Note that each of these consultants cost money. During my initial thinking about publishing a book, I hadn’t truly considered the financial costs involved. While I still believe the investment was worthwhile, it was a sizable investment.

Post-Writing Process: Getting Beyond Electrology Basics to Print

Other areas of decision that benefitted from the experienced guidance of the publisher include seemingly simple decisions such as:

  • What dimensions should the published book be? (size influences cost of printing)
  • Hard cover, soft cover, eBook, or some combination of the three?
  • Who will print the book? Where will the book be available for sale? Will it be preprinted or printed on demand?
  • Black and white or color?
  • Will standard paper and ink be used or more durable paper and higher quality printing ($)?

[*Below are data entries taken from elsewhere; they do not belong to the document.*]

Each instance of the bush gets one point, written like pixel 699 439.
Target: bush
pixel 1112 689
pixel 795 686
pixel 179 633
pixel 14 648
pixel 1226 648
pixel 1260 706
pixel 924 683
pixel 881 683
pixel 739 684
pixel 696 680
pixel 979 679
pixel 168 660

It would seem that once these decisions and others have been made, you would be in the home stretch… but, surprise, again! There are multiple rounds of reviewing, revising, and editing. Every figure, table and quote style must be defined, and if you’re figuring it out for the first time, re-defined when you see that the first try isn’t quite right. Questions include things such as font styles (serif or sans serif?), font sizes (I now know that fonts can differ both in their height, width and the space between letters in a passage of text), exact color choices (the difference between colors looking “bold and classic” and “Disney-esque” are only a few shades away from one another) … and those are the easy decisions.

Through it all, there has never been a sense that this project is not one well worth doing, and I have very few regrets.  We’re now in the final few rounds of revisions and edits, triple-checking data and text, making subtle improvements to the images we’re using, communicating daily with the book layout professional who is making this book come to life. 

Once you’re able to hold a copy in your hands, we hope you’ll agree that it’s been worth the wait.